Abandonados estos caminos (el último se intentó sólo por excepción), no había otro remedio que acudir a la forma alegórica y esta alegoría se presentó por lo menos de siete maneras distintas. Unas veces sirvieron para este fin las historias del Antiguo Testamento, en que todo es anuncio, vislumbre, figura y sombra de la Ley Nueva. Así La zarza de Moisés, La Cena de Baltasar, La Primer Flor del Carmelo, El Vellocino de Gedeón, y otros muchos autos en que no sólo se aprovechó el sentido que la Iglesia da al Testamento Antiguo donde todo, además de su sentido natural histórico, tiene otro sentido más alto y es prefiguración de la Ley Nueva, sino que más o menos violentamente y por su propia autoridad, en todo vieron nuestros poetas un símbolo del misterio Eucarístico, hasta el punto de haber doble y triple alegoría en muchos de estos autos.

Segundo modo de representación sacramental y también de los más naturales y legítimos, fueron las parábolas del Evangelio. Sirva de ejemplo, entre otros muchos, el auto de La Viña del Señor.

Pero no se detuvieron aquí los poetas, porque constreñidos a hacer todos los años un auto sacramental y a veces dos, con la condición de que fuesen siempre nuevos, por lo menos los que se destinaban a la villa de Madrid, habían de agotarse las formas, los medios y las condiciones dramáticas útiles para aquel forzoso tema. Multiplicáronse, pues, los recursos alegóricos, y hubo autos en que ni por incidencia intervienen figuras humanas, siendo todo el diálogo entre ideas puras, personificaciones de las virtudes y de los vicios, de las ciencias o de los elementos, de los atributos de Dios, o de los sentidos y de las potencias del alma, etc., etc.

En otros autos se entró a saco por la historia profana, trayendo a cuento lo que parece más lejano de toda relación son el misterio de la Eucaristía. En este concepto hay autos que frisan ya con lo ridículo, y cuyo simbolismo no puede ser más torpe y desmañado. Pedroso cita uno en que Carlo-Magno se lanza a conquistar la Tierra Santa, donde Galalón le vende por treinta dineros y Carlo-Magno muere crucificado.

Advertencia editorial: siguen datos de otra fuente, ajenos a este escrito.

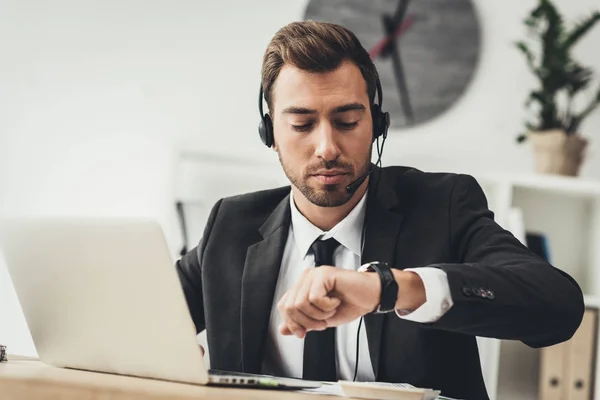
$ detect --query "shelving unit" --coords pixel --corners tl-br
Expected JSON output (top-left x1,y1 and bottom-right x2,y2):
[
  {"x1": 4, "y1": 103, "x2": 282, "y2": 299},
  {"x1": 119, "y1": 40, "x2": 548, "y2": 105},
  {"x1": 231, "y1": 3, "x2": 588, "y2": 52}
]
[{"x1": 475, "y1": 174, "x2": 600, "y2": 400}]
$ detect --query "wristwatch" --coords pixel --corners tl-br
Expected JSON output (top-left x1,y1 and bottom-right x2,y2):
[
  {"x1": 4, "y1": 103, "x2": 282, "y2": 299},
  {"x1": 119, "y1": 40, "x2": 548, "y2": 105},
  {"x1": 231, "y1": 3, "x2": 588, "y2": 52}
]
[{"x1": 358, "y1": 261, "x2": 398, "y2": 314}]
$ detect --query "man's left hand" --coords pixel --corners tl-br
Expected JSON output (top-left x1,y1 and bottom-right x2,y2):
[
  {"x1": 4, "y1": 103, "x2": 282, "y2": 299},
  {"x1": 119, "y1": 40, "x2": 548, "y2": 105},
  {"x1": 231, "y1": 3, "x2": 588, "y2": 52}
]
[
  {"x1": 277, "y1": 266, "x2": 427, "y2": 338},
  {"x1": 277, "y1": 266, "x2": 381, "y2": 338}
]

Mucho más común, aunque hoy nos parezca irreverente, era el auto sacramental fundado en la Mitología. A primera vista apenas se comprende que en siglo tan católico como el xvii pudieran aplaudirse representaciones tales como El divino Orfeo, El Sacro Parnaso, etc., y que los dioses del gentilismo clásico apareciesen en un teatro cristiano como símbolo, representación figura nada menos que de Cristo o de los divinos atributos. Sin embargo, así aconteció, y no tanto por capricho de autores y espectadores, cuanto por la alta idea simbólica que presidía a todas estas formas tan disímiles del fondo. Para Calderón y para su público, la Mitología no era más que un resto lejano de la tradición antigua, en el cual habían quedado desfiguradas y oscurecidas por la ignorancia del entendimiento y la flaqueza de la voluntad, altísimas verdades relativas al origen y destino del hombre, Calderón pone frecuentemente en presencia la sinagoga y el gentilismo, haciéndoles pronunciar concordes oráculos y mostrar la semejanza de sus tradiciones.

Hay, pues, en Calderón un simbolismo potente que abraza la ley antigua, las parábolas de la nueva, la historia humana y las fábulas de la gentilidad.